Jon Fairbairn wrote:
> Brian Jackson <i...@theiggy.com> writes:
> 
> > On Friday 28 August 2009 01:14:42 pm Jon Fairbairn wrote:
> >> I'm experimenting with a virtual router. I did this a few years ago with
> >> Xen and it worked well enough, but then fedora changed and it stopped
> >> working, so I gave up for a while. Now I have a machine that supports
> >> hardware virtualisation, I thought I'd try again.
> >>
> >> The setup was done through virt-manager. The network between the host
> >> and guest is a virtual bridge. What I've been trying to do is to assign
> >> a USB cable modem to the guest,
> >
> >
> > This is probably your problem here. KVM only emulates a usb1.1
> > controller,
> 
> that shouldn't be a problem as the cable modem is only a usb 1.1 device.
> 
> > and from all reports, it doesn't really do that very well.
> 
> Not very well?
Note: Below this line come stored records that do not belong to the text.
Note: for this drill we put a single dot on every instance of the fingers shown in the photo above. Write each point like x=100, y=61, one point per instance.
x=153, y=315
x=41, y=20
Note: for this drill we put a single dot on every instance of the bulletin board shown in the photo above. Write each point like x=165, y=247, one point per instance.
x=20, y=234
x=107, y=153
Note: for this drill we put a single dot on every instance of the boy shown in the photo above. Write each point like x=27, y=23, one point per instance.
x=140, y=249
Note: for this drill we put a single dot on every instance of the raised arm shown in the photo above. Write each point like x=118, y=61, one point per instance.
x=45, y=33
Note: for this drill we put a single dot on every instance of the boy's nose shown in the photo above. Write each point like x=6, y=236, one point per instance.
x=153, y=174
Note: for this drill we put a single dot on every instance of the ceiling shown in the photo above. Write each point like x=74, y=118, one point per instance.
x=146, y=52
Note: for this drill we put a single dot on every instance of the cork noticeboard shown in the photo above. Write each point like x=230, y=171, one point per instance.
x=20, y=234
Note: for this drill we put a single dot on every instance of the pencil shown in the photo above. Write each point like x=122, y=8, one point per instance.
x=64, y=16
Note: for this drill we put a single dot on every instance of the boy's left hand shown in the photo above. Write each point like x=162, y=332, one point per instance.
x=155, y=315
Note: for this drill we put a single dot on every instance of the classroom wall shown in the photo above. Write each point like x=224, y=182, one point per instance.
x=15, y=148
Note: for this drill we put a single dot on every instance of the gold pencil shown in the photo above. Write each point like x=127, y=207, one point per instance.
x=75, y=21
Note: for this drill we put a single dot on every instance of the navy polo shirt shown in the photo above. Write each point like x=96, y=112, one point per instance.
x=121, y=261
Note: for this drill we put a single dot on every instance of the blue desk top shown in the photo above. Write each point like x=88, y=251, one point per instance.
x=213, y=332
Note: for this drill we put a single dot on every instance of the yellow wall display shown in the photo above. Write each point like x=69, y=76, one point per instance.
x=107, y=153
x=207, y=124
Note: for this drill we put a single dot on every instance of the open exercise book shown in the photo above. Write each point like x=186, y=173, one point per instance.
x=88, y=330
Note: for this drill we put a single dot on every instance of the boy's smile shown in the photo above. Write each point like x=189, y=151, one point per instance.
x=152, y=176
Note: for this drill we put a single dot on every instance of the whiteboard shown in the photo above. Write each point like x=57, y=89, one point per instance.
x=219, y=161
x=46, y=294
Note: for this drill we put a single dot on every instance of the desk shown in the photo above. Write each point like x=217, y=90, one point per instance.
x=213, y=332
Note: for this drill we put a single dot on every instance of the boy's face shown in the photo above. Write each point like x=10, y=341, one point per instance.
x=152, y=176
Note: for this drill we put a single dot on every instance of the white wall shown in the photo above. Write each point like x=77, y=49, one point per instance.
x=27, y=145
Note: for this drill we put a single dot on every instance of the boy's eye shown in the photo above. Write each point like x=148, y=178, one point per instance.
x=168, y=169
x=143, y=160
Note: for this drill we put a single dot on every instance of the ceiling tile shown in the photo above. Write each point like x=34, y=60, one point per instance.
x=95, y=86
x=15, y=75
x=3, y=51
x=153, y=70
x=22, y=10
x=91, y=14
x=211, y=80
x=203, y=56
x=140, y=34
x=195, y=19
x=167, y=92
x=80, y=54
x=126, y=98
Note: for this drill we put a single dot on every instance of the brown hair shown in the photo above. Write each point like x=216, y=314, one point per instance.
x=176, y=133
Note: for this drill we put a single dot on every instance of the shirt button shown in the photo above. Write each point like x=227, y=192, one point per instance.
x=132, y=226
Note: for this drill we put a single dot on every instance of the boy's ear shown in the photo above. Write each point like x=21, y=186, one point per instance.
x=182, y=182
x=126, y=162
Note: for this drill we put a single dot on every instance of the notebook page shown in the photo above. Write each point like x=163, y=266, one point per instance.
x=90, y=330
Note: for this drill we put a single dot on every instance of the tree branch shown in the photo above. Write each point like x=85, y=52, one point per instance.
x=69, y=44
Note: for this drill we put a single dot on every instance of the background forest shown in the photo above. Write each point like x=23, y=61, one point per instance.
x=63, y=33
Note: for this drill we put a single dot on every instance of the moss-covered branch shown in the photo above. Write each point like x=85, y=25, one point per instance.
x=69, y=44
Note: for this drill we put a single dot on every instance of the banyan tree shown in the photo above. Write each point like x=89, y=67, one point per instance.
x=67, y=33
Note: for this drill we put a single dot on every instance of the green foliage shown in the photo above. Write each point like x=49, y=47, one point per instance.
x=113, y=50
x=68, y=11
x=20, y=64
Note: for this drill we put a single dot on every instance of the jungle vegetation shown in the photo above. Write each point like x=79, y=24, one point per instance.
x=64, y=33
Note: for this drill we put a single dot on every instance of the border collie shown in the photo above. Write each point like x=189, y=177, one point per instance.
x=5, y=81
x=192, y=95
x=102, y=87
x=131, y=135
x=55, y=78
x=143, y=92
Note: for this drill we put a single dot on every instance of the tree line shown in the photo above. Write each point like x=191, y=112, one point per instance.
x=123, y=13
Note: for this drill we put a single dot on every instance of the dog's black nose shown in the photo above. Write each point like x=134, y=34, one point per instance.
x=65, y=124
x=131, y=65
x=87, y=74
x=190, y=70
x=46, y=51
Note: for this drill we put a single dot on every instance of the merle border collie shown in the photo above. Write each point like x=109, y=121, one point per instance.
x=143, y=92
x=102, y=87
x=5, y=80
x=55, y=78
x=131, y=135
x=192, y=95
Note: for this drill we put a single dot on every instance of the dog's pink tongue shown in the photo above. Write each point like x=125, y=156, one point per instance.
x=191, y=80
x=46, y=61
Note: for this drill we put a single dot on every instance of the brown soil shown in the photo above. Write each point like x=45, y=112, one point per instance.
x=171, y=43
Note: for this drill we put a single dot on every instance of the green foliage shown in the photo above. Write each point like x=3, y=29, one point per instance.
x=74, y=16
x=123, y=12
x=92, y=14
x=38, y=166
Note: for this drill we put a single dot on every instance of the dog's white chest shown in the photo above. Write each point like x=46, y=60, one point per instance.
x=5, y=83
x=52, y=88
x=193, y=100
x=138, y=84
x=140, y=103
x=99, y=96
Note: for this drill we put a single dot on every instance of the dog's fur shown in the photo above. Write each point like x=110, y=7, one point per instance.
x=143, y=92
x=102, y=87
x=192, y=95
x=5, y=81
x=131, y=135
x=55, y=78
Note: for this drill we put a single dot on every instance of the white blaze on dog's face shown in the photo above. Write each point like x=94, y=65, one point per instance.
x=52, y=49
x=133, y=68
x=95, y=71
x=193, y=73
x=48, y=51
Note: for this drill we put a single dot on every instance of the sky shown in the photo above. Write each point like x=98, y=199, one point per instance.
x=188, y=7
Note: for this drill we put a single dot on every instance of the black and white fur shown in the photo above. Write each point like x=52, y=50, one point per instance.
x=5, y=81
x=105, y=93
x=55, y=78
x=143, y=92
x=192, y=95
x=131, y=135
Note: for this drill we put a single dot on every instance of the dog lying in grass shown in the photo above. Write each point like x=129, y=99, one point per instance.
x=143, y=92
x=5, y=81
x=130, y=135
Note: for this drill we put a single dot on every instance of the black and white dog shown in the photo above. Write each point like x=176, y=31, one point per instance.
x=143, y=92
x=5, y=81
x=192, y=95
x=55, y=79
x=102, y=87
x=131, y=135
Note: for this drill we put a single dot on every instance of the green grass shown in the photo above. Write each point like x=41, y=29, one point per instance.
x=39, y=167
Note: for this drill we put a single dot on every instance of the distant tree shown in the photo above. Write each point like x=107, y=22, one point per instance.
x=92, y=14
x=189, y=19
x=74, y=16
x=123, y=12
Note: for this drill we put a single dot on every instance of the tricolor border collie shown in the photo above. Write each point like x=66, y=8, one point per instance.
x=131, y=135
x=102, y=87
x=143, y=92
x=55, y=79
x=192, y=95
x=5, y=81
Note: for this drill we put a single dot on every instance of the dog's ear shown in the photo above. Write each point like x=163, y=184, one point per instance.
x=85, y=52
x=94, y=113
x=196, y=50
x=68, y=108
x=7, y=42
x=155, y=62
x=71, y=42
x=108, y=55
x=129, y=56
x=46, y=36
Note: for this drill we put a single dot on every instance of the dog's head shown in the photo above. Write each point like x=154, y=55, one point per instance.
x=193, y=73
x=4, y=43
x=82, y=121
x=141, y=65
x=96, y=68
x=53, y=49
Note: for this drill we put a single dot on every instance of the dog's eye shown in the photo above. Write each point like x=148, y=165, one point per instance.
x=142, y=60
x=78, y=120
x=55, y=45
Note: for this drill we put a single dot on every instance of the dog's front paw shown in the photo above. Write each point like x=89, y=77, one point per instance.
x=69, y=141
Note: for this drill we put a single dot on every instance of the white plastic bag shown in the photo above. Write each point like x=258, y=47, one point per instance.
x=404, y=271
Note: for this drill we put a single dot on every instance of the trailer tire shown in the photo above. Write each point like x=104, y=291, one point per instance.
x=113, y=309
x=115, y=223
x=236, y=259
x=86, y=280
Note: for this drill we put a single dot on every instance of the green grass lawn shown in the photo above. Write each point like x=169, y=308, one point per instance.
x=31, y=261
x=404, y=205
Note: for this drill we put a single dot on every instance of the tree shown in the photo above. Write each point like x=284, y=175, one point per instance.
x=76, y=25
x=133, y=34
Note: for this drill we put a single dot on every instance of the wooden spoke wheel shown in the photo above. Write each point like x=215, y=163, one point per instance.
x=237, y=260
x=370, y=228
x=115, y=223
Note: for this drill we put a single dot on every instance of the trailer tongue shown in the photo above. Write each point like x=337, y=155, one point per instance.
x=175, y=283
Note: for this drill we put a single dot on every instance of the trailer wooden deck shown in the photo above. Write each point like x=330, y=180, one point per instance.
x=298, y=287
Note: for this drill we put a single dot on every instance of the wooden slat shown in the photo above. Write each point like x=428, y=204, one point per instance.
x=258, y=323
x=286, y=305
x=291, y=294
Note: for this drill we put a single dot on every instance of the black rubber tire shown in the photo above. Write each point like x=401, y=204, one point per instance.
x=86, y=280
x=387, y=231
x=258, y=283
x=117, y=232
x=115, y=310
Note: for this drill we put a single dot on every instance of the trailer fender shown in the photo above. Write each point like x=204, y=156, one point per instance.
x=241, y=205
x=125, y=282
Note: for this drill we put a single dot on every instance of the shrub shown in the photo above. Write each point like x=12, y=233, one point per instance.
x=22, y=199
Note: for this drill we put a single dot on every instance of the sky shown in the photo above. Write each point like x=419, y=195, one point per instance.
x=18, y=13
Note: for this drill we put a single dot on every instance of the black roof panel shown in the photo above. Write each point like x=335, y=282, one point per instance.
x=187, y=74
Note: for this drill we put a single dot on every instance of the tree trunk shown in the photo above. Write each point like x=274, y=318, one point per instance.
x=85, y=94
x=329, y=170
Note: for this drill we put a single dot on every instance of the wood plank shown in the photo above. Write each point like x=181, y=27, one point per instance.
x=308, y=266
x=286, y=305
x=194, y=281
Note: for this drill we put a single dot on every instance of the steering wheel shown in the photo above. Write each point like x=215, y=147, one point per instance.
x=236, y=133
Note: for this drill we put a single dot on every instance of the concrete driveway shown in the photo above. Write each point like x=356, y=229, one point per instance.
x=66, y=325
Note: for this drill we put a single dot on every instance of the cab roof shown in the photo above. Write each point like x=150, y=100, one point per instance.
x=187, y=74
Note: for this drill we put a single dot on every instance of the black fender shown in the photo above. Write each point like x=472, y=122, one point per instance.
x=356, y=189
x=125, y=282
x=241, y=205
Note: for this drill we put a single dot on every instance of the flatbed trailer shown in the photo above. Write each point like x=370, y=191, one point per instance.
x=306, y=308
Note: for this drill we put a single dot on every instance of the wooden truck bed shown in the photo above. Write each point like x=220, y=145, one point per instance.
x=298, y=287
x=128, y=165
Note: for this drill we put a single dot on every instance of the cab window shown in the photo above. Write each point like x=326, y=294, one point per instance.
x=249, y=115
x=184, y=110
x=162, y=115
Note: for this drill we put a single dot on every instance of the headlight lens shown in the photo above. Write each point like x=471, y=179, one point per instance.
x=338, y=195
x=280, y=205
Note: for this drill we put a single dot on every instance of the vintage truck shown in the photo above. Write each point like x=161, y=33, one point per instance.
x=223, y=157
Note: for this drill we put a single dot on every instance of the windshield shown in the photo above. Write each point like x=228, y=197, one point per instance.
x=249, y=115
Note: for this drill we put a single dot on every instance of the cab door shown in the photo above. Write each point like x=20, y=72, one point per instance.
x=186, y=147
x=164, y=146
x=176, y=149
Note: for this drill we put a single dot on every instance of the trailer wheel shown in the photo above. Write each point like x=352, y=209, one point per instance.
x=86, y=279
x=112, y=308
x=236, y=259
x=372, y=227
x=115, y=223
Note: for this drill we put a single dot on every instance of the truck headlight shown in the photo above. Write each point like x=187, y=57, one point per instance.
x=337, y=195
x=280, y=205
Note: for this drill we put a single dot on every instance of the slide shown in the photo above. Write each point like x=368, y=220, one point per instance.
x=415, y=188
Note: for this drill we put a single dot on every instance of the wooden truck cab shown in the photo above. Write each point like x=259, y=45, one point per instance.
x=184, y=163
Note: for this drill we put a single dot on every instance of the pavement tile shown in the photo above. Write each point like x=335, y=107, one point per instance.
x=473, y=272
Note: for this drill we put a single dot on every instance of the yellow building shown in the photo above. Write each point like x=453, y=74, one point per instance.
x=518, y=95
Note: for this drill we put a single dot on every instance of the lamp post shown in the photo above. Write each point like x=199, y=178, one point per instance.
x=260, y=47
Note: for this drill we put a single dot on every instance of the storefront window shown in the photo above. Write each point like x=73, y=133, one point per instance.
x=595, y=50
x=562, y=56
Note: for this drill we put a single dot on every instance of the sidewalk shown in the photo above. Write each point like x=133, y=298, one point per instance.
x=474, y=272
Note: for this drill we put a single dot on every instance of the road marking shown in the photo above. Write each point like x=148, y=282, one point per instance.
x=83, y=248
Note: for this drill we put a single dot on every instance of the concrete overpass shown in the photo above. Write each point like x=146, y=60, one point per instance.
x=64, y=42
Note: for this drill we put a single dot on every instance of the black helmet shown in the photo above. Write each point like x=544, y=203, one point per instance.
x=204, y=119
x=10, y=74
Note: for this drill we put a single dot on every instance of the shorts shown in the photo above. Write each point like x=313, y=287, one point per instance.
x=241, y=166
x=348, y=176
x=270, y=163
We're talking about a factor of *FIFTY* slow down here.
> If I'd implemented the driver in a 1980s lazy functional language I
> would have only expected a factor of ten :-P ;-).
> 
> > There have been numerous reports of poor performance even for a usb1.1
> > device. You should check the archives to see if there was ever any
> > kind of tips or resolution to some of those problems.
> 
> I had a look, but I couldn't find anything helpful. Maybe I'm searching
> for the wrong things?

I don't have any specific answers, but you might be able to get some
more info by uncomenting the "//#define DEBUG" in kvm's usb-linux.c.
You might also try capturing the USB traffic (e.g. with wireshark)
both in the host with the modem connected directly, and in the
guest with the modem passed through, to see if there are any
differences other than speed (packet sizes, etc).  Also try comparing
the "lsusb -vvv" output in both guest and host?